Bend your knees and sit into a squatting position then jump explosively. Be sure to keep your core engaged.
Land controlled and lower your body back into a squat position to complete the first rep.
Complete three full sets with 20 reps each.
- Split squat jump
Stand lightly with your feet together then explode into a lunge position with your left leg forward.
Push off with both feet and jump back into a lunge position with your right leg forward.
Jump to put your feet back together to complete one full rep.
Do as many as you can for one minute.
- Bent Leg Plank with Leg Lifts
Start in a plank position on all fours with your shoulders aligned with your wrists.

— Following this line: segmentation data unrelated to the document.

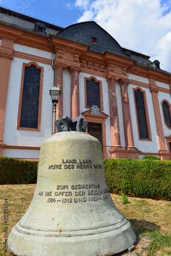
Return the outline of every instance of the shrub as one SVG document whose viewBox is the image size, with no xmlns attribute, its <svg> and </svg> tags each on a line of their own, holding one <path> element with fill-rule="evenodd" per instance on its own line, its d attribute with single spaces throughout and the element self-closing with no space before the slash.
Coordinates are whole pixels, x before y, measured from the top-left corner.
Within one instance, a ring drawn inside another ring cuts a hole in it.
<svg viewBox="0 0 171 256">
<path fill-rule="evenodd" d="M 37 167 L 37 161 L 0 157 L 0 184 L 35 183 Z"/>
<path fill-rule="evenodd" d="M 145 156 L 142 160 L 160 160 L 160 158 L 156 157 L 155 156 Z"/>
<path fill-rule="evenodd" d="M 104 159 L 110 192 L 171 200 L 171 161 Z"/>
</svg>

With a flexed foot, squeeze your gluts, and raise your right heel up toward the ceiling as high as you can and pause.
Bring your right knee back next to your left knee.
Complete 20 reps before switching sides, then repeat for a total of three sets.
- Fire hydrant
Start on all fours with your feet directly below your knees and your wrists aligned with your shoulders.
Keeping your knee bent, raise your right leg until your thigh is parallel to the floor.
Slowly lower your leg and repeat for 20 reps before switching sides.
- Hip raises/bridge
Lie flat on the floor with your knees bent and arms stretched directly beside your body with palms faced down.
Contract your abs, squeeze your gluts, and slowly lift your hips up from the floor so that your body makes a straight line from shoulders to knees.
Pause and slowly lower your hips back to the floor.
Complete 10 reps three times, if possible.
Do this short workout every day before you head out the door or add it to your daily gym regime. And always remember, overnight booty success only solves half of our problems.